Sedangkan riya’ merupakan awal niat yang mana dikarenakan adanya
keinginan atau motifasi dari seseorang dalam menjalankan suatu amal untuk
mendapatkan keuntungan atau kepentingan duniawi dari sesama hamba Allah, baik
berupa sanjungan maupun yang lainnya yang diharapkan dari si muro’i.
Sedangkan apabila seseorang akan melaksanakan suatu ibadah, yang mana
niatnya itu bukan karena riya, namun khawatir ketika ia melakukan ibadah
tersebut godaan riya akan menghampiri, maka orang tersebut harus tetap
melaksanakan ibadah tersebut. Karena, jika ia meninggalkan ibadah tersebut,
syetan akan bergembira ria, karena ia berhasil menggoda hamba yang akan
melaksanakan ibadah, sehingga hamba tersebut meninggalkan amal ibadahnya.
Kemudian perlu diketahui, bahwa orang yang beramal shaleh secara
terang-terangan dilihat oleh manusia dengan tujuan agar yang melihatnya dapat
mencontoh, maka itu tidak masuk dalam kategori riya’.
B.
PENUTUP
Mengakhiri makalah ini, kami menghaturkan segala puji dan keagungan
kepada Alloh Yang Maha Tinggi lagi Maha Kuasa. Dialah yang telah memberi
anugerah pertolongan kepada kami. Tanpa pertolongan itu, tentu makalah ini tidak
akan terwujud. Dengan rendah hati kami berdo’a kepada Alloh, mudah-mudahan Dia
menjadikan jerih payah ini sebuah amal jariyah yang ikhlas, untuk dan
karena-Nya semata. Dia Maha Tinggi lagi Maha Mulia. Mudah-mudahan makalah ini
bermanfaat bagi semua, dan dicatat sebagai pahala. Dialah sebaik-baik Penguasa
dan sebaik-baik Pemberi pertolongan. Mudah-mudahan Alloh melimpahkan
rahmat-salam kepada panutan alam beliaulah Muchammad S’AW, serta kepada segenap
keluarga, sahabat dan para pengikut beliau hingga hari kiamat.
DAFTAR PUSTAKA
Abu Bakar Jabir Al-Jazairy, Pedoman dan Program Hidup Muslim.
CV. Toha Putra, Semarang
Al-Imam Abu Hamid Al-Ghazali, Mukhtashar Ihya ‘Ulumud Din, terj.

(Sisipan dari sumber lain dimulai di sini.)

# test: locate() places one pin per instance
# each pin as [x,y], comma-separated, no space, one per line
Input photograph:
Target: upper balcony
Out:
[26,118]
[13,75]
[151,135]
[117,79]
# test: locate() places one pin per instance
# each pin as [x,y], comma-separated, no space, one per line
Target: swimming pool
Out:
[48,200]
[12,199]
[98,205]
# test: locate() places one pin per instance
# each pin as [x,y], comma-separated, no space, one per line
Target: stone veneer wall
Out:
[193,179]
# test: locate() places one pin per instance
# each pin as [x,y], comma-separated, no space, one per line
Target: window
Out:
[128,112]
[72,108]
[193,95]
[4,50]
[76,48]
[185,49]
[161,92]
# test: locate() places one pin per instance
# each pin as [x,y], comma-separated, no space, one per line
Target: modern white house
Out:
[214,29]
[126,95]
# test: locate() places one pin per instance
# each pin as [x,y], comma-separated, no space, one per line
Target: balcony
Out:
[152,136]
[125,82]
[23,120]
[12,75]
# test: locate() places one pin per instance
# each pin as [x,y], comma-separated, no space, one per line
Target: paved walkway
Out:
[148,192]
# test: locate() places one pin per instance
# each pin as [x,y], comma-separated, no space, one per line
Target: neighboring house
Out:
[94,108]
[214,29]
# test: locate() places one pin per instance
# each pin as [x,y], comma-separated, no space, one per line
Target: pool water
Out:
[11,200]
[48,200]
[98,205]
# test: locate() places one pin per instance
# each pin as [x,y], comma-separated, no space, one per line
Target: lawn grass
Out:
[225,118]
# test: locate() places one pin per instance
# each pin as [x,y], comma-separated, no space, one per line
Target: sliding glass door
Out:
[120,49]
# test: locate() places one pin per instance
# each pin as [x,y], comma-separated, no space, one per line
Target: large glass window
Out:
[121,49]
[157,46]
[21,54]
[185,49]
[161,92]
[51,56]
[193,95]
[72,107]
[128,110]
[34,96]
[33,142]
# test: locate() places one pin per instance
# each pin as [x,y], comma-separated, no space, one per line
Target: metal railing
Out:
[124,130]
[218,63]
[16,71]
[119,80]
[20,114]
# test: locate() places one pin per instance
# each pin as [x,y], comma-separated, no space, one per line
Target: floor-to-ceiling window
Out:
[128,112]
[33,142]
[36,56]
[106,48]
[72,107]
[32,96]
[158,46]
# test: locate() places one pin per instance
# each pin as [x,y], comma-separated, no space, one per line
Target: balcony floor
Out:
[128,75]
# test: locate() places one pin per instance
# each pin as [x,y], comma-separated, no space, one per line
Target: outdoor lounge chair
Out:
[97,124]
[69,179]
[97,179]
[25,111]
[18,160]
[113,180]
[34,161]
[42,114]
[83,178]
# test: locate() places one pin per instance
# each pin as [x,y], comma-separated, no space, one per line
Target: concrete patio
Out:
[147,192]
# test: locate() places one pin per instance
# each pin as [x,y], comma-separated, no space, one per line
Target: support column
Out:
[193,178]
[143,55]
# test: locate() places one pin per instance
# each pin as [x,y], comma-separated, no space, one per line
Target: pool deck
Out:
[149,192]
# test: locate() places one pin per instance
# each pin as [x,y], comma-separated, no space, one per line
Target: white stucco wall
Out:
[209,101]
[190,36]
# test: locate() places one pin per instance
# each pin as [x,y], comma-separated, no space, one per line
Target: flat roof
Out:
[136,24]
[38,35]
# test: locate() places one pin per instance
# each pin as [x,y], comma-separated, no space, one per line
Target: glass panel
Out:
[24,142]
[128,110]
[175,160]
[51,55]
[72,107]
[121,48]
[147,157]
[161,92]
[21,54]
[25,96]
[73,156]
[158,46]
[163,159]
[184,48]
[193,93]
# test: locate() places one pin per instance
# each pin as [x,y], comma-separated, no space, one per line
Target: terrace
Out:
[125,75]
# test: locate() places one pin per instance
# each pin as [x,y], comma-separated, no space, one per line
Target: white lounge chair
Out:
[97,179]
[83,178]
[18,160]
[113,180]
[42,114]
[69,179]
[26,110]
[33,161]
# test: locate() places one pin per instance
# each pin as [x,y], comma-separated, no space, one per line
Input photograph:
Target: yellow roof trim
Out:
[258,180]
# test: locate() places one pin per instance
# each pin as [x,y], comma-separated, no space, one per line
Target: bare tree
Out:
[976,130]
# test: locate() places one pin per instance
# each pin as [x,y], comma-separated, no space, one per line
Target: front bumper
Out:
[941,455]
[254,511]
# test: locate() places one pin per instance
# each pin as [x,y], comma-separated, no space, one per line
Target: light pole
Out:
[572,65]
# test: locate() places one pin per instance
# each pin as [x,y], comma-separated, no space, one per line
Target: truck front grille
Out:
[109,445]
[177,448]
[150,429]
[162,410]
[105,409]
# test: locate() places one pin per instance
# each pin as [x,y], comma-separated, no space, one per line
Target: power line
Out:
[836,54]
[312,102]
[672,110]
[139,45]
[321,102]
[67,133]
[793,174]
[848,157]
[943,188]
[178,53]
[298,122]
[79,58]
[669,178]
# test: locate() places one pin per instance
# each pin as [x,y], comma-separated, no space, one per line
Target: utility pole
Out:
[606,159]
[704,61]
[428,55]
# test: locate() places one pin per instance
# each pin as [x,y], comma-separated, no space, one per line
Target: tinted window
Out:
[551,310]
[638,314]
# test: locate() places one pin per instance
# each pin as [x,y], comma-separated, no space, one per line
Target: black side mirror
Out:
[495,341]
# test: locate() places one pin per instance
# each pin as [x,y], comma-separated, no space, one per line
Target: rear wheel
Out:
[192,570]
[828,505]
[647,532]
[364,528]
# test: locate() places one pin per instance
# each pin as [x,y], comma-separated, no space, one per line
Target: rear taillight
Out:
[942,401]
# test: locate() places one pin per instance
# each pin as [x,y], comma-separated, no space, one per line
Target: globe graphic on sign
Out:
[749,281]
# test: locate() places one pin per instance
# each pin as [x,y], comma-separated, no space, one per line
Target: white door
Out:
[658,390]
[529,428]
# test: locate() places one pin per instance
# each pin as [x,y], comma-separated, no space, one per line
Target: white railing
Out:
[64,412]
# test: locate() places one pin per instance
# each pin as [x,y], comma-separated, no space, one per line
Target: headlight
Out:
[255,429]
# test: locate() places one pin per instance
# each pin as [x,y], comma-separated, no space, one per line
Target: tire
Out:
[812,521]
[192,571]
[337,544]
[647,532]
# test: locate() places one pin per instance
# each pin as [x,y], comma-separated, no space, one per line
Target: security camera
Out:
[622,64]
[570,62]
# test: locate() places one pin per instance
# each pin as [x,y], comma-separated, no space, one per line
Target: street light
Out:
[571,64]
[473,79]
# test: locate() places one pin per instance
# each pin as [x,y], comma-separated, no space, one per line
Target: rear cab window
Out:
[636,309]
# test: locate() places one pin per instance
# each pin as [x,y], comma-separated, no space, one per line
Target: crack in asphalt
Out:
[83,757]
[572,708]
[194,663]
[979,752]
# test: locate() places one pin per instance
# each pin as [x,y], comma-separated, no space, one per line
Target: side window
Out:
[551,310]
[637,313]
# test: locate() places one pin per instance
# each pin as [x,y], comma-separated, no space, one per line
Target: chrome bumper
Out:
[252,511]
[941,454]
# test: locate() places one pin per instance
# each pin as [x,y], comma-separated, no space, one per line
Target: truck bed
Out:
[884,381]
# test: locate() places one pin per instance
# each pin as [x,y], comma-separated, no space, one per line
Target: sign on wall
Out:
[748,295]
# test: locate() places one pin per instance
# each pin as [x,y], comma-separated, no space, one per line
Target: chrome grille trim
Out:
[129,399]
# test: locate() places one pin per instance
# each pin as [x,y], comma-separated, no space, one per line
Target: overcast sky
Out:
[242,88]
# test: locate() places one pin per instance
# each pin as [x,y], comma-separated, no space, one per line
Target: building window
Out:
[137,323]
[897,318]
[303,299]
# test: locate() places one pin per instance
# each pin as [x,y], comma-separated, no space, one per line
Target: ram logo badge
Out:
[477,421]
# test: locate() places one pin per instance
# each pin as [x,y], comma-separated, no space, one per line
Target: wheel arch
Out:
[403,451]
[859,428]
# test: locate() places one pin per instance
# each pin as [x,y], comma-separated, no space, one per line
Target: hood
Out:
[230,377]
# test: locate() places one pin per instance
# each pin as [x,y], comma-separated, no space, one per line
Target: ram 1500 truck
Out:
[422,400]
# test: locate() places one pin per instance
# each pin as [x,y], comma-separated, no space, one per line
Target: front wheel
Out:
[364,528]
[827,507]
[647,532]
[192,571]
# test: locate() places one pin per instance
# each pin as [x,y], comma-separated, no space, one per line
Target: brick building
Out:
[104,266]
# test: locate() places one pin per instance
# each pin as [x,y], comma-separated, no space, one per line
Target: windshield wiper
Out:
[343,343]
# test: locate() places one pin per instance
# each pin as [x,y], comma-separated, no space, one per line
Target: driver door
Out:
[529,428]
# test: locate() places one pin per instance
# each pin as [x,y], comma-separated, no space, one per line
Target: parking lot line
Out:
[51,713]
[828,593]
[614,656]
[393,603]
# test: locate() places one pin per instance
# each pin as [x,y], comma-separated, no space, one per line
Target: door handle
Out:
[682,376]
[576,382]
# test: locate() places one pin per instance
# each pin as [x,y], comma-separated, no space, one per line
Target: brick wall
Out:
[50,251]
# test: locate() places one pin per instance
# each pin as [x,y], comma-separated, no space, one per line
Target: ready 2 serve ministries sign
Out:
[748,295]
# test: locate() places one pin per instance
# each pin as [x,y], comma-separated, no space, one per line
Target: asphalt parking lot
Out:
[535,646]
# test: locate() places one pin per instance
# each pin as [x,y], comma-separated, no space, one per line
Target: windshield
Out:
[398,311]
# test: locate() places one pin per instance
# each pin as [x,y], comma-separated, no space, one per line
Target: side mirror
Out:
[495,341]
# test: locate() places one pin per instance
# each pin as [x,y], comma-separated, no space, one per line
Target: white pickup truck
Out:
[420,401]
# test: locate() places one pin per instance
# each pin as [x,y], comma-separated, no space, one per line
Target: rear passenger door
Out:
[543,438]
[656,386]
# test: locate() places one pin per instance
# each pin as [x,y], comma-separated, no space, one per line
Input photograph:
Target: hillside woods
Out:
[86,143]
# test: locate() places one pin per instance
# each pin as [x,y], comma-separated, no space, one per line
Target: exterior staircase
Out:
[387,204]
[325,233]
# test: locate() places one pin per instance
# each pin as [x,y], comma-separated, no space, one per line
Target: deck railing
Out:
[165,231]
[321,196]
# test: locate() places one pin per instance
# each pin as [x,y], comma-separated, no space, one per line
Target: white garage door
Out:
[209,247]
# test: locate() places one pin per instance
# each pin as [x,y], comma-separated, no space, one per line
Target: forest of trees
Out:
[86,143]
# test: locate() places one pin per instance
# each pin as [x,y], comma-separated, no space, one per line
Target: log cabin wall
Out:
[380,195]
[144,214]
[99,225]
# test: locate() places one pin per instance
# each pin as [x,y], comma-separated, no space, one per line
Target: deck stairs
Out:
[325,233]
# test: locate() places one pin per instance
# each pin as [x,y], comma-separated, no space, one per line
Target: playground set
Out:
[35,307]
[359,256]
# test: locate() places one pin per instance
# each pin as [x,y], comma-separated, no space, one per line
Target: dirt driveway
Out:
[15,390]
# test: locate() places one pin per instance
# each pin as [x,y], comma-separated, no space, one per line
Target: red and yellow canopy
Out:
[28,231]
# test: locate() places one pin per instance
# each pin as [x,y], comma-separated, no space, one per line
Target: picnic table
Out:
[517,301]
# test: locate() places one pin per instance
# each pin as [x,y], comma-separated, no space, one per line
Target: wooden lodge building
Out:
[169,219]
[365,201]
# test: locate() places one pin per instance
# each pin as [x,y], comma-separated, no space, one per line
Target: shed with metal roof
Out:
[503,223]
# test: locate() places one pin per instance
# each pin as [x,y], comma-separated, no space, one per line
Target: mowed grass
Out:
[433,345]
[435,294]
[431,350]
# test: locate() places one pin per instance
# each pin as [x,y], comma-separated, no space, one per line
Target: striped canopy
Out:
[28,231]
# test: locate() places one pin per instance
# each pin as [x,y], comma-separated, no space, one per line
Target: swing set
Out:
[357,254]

Bahrun Abu Bakar. Sinar Baru Algesindo, Bandung. 2009
M.Ali Usman, A. A. Dahlan, M.D.
Dahlan, Hadist Qudsi, C.V. Diponegoro. Bandung.1984
[1] M.Ali
Usman, A. A. Dahlan, M.D. Dahlan, Hadist
Qudsi, C.V. Diponegoro. Bandung.1984. Hlm. 280.Hlm. 275
[3] Abu
Bakar Jabir Al-Jazairy, Pedoman dan Program Hidup Muslim. CV. Toha Putra,
Semarang. Hlm. 115.
[4] Al-Imam
Abu Hamid Al-Ghazali, Mukhtashar Ihya ‘Ulumud Din, terj. Bahrun Abu Bakar. Sinar
Baru Algesindo, Bandung. 2009. Hlm. 378
[5] ibid
[6] M.Ali
Usman, A. A. Dahlan, M.D. Dahlan, Hadist
Qudsi, C.V. Diponegoro. Bandung.1984. Hlm. 280.